SharePoint is a Microsoft web based product. Like all other Microsoft web based technology, SharePoint leverages IIS6 or IIS7 Web Server. Network administrators’ familiarity with the IIS management console (MMC) can lead them to make inappropriate changes in IIS which will affect the stability of their SharePoint environment.
The first lesson I teach all new SharePoint administrators is: DO NOT MODIFY SharePoint SETTINGS THROUGH THE IIS MMC. If it can be done through the SharePoint Central Administration, it should be done through there. 99% of all SharePoint administration tasks can and should be performed through SharePoint Central Administration. Below is a compilation of common errors performed in IIS by SharePoint Administrators and their cause.
SharePoint administrator should never:
- Change IIS host headers for a SharePoint site without adding the corresponding Alternate Access Mappings (AAM)
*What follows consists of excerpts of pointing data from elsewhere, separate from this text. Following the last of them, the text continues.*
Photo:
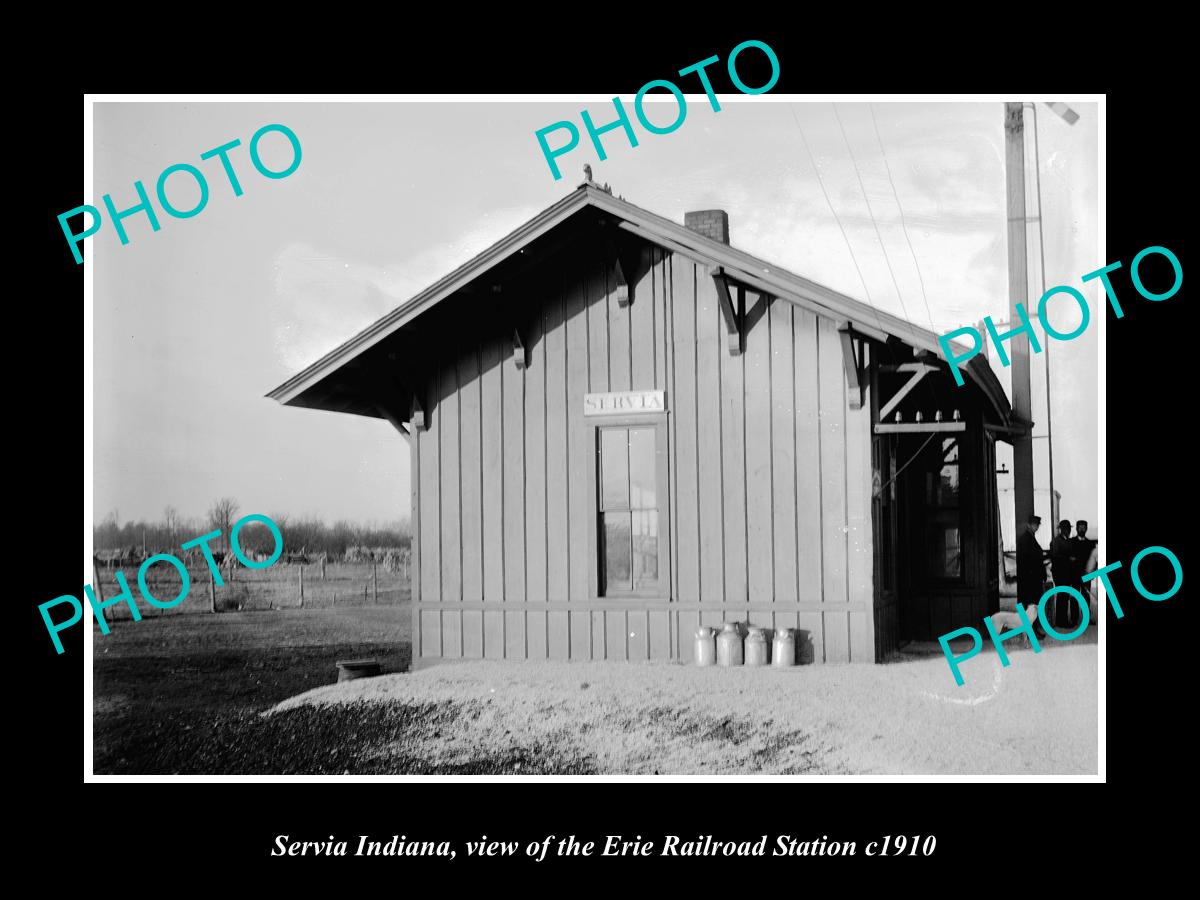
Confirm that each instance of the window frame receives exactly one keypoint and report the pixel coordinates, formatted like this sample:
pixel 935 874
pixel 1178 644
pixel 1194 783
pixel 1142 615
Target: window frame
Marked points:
pixel 936 515
pixel 660 589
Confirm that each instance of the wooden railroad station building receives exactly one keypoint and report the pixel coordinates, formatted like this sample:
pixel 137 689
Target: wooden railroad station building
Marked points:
pixel 622 429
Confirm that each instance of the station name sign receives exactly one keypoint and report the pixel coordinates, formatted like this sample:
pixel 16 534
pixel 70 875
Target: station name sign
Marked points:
pixel 624 402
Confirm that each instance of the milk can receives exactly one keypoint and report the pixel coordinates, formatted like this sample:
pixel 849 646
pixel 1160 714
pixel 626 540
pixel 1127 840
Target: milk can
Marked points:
pixel 756 647
pixel 729 646
pixel 784 648
pixel 706 647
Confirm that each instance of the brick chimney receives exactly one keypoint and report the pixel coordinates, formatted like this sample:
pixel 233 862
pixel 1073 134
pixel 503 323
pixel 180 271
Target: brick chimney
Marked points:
pixel 711 222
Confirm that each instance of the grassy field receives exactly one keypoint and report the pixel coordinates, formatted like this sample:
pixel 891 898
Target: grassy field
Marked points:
pixel 187 694
pixel 173 694
pixel 276 587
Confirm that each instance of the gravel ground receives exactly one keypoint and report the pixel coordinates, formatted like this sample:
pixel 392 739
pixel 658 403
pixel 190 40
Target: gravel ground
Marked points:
pixel 189 695
pixel 1036 717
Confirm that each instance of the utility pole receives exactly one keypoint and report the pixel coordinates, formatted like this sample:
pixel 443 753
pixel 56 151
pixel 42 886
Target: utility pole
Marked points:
pixel 1018 293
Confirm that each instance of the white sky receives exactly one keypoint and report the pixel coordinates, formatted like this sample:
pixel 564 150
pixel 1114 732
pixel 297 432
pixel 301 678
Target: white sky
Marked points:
pixel 195 323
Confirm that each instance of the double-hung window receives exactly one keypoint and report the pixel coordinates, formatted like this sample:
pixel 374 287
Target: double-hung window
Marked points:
pixel 630 547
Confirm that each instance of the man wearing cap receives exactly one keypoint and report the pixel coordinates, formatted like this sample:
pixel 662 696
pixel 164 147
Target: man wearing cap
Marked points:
pixel 1031 573
pixel 1066 574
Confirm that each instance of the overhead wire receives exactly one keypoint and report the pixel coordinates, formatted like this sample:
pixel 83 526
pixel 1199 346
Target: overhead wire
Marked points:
pixel 904 225
pixel 838 220
pixel 1042 255
pixel 879 237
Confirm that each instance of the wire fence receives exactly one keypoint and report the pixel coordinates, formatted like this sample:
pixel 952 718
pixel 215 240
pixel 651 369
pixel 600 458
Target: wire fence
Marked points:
pixel 280 587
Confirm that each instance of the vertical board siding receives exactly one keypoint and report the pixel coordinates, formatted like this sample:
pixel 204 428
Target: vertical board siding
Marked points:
pixel 733 473
pixel 809 552
pixel 537 537
pixel 492 450
pixel 450 479
pixel 709 345
pixel 759 443
pixel 557 490
pixel 759 448
pixel 783 454
pixel 577 367
pixel 858 520
pixel 513 381
pixel 684 418
pixel 471 453
pixel 431 504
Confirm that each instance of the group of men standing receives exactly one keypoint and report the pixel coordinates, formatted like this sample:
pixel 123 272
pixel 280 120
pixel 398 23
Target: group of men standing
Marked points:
pixel 1069 561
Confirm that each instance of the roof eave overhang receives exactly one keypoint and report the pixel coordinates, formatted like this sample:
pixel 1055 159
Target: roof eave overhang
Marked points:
pixel 738 264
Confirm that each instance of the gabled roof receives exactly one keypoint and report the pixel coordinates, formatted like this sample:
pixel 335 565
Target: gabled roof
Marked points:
pixel 737 264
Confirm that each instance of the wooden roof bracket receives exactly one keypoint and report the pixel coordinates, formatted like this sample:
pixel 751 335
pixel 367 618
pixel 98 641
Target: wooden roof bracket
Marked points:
pixel 397 376
pixel 387 413
pixel 919 370
pixel 624 298
pixel 730 315
pixel 519 354
pixel 853 357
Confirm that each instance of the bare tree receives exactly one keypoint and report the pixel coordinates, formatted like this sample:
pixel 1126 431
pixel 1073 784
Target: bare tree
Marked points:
pixel 221 516
pixel 171 522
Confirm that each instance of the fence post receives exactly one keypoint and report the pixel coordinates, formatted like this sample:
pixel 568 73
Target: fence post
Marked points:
pixel 100 591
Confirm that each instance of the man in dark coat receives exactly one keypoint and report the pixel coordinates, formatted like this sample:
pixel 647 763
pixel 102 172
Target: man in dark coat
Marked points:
pixel 1031 571
pixel 1066 573
pixel 1081 550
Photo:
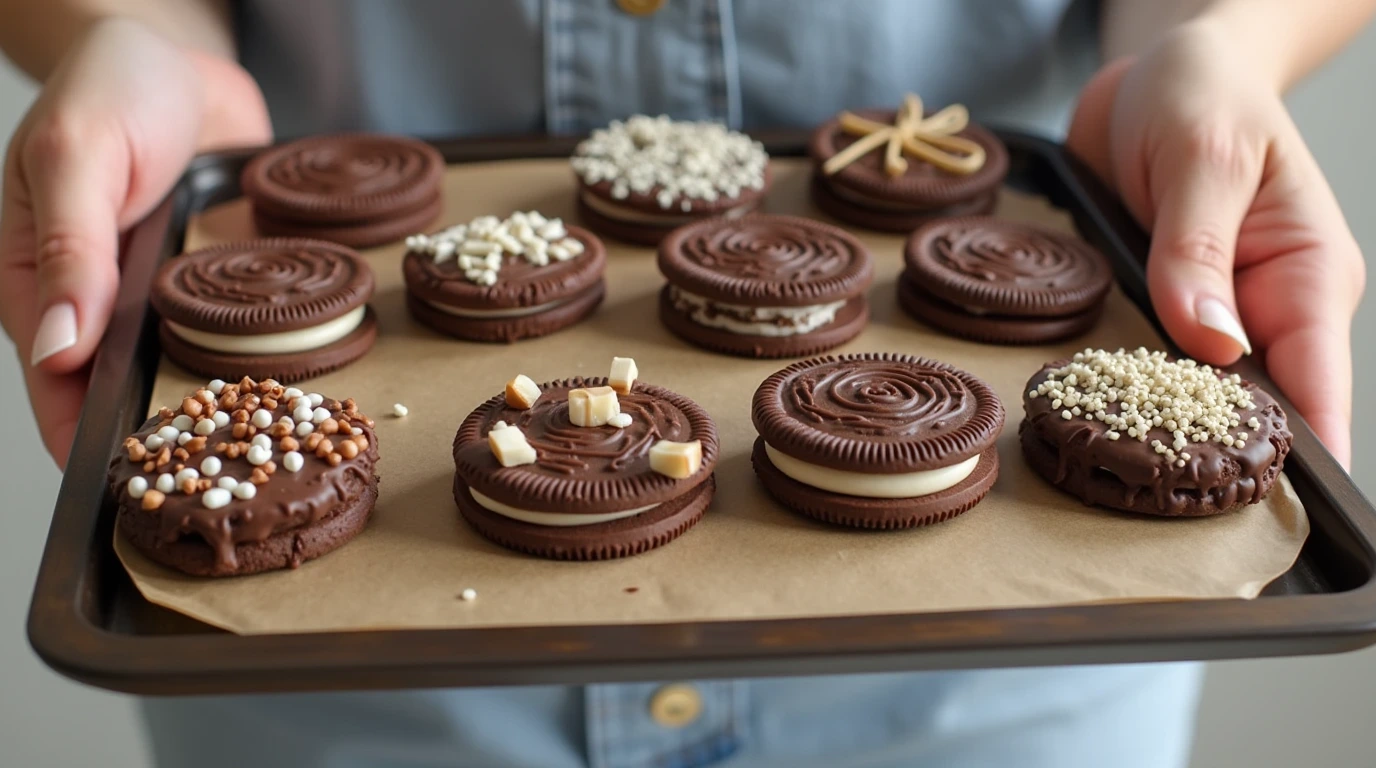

An AAM should exist for every URL a user might type in the browser to access a SharePoint WebSite. Missing AAM have unpredictable effects and are in my experience the primary cause of unexplainable issues. An event will also be logged in the Windows Application log for missing AAM.
- Do not delete SharePoint Web Applications from IIS
SharePoint stores all its configuration information in the configuration database. This configuration information includes Web Application (WebApp) information. Deleting a SharePoint WebApp from IIS will not update the SharePoint configuration database. This discrepancy will cause several issues. Including potential account lockout problems (see example below).
- Change the IIS application pool accounts from IIS MMC.
It is best practice to have the SharePoint AppPools running under domain service accounts. There are many situations when the service account or password might need to be changed. This change needs to be made through SharePoint Central Administration and not directly through IIS MMC. The SharePoint site will stop working if the AppPool is changed through IIS.
IIS MMC is required to
- Add an SSL certificate to a properly extended WebApp.
- Add a new host header once an alternate access mapping has been added
- Optimize AppPool settings (http://blogs.msdn.com/joelo/archive/2007/10/29/sharepoint-app-pool-settings.aspx)
- Modify IIS logging settings
Situation: A SharePoint developer deleted a SharePoint WebApp from IIS. The deleted WebApp was using his user account as the App Pool service account. After a month, the domain policy forced him to change his password. The user then suffered continual user account lockouts.
Explanation: SharePoint still had some configuration information it the configuration database and the timer service was trying to perform some actions on the WebApp. Unfortunately, every time it tried to authenticate to a domain controller it failed due to the password having changed.
Resolution: Removing the WebApp from SharePoint Central Admin solved the user’s account lockout problems.